Like in other cities, there are a number of rules. Up to five permits will be issued. There’s a three-hen limit. And coops are subject to two inspections a year by building and code officials.
The biggest concern from residents who were opposed was that the chickens would bring rats, Berkley City Manager Matt Baumgarten said.
Council members visited backyard coops in other cities before voting to allow them in Berkley.
“They wanted to see that my chickens were safe, healthy, not loud,” said Courtney O’Shea, 47, of Lathrup Village, who invited council members and other Berkley residents to check out her coop. “For everyone that came to my coop dead set against it, no one left dead set against it.
“A lot of the concerns seem (to stem from) a lack of education. People were envisioning farms, and that’s not what that is.”
She said in the local communities that have allowed chickens, “nobody has gotten sick, nobody has had rats running through their yard.”
Mikulski started keeping chickens in 2012 because she was interested in having a closer connection to her food.
Her three backyard hens — Bossy, Dumptruck and Crow — have distinct personalities.

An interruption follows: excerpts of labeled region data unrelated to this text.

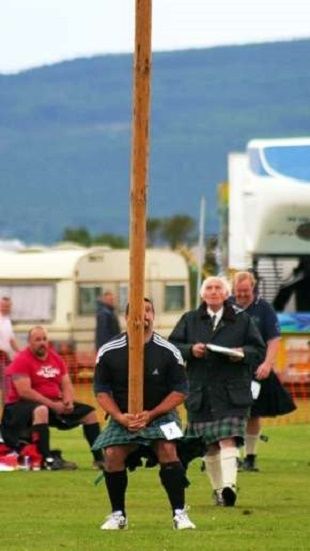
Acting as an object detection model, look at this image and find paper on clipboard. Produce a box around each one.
[206,343,244,358]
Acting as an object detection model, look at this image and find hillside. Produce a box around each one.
[0,40,310,243]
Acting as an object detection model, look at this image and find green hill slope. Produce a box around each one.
[0,40,310,243]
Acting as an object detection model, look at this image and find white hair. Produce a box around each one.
[200,276,231,298]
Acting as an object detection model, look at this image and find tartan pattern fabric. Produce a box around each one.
[92,411,181,450]
[185,417,247,446]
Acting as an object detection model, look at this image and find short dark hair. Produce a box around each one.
[125,297,155,316]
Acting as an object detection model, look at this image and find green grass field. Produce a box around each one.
[0,424,310,551]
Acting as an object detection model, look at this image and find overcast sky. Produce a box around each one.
[0,0,310,73]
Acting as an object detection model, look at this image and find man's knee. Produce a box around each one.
[81,410,98,425]
[104,446,131,472]
[155,440,179,463]
[32,404,49,425]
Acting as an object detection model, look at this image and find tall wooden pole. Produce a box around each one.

Each bird lays about one egg per day.
“There’s more value in putting that egg in a frying pan and eating it than when I pick up that egg from a store in a 24-pack,” she said. “I know what my chickens ate, I know they’ve been exposed to sunlight and fresh air. All that benefit is passed through that happy chicken to me and to my table.”
O’Shea likes having a hobby she can share with her children, Aiden, 14, and Quinn, 11.
“As with holding reptiles or raw meat, you have to wash your hands,” she said. “The issue to me is about hygiene. … rather than blaming it on the chickens. You can get salmonella from a variety of sources.
“We always wash our hands after we hold our chickens.”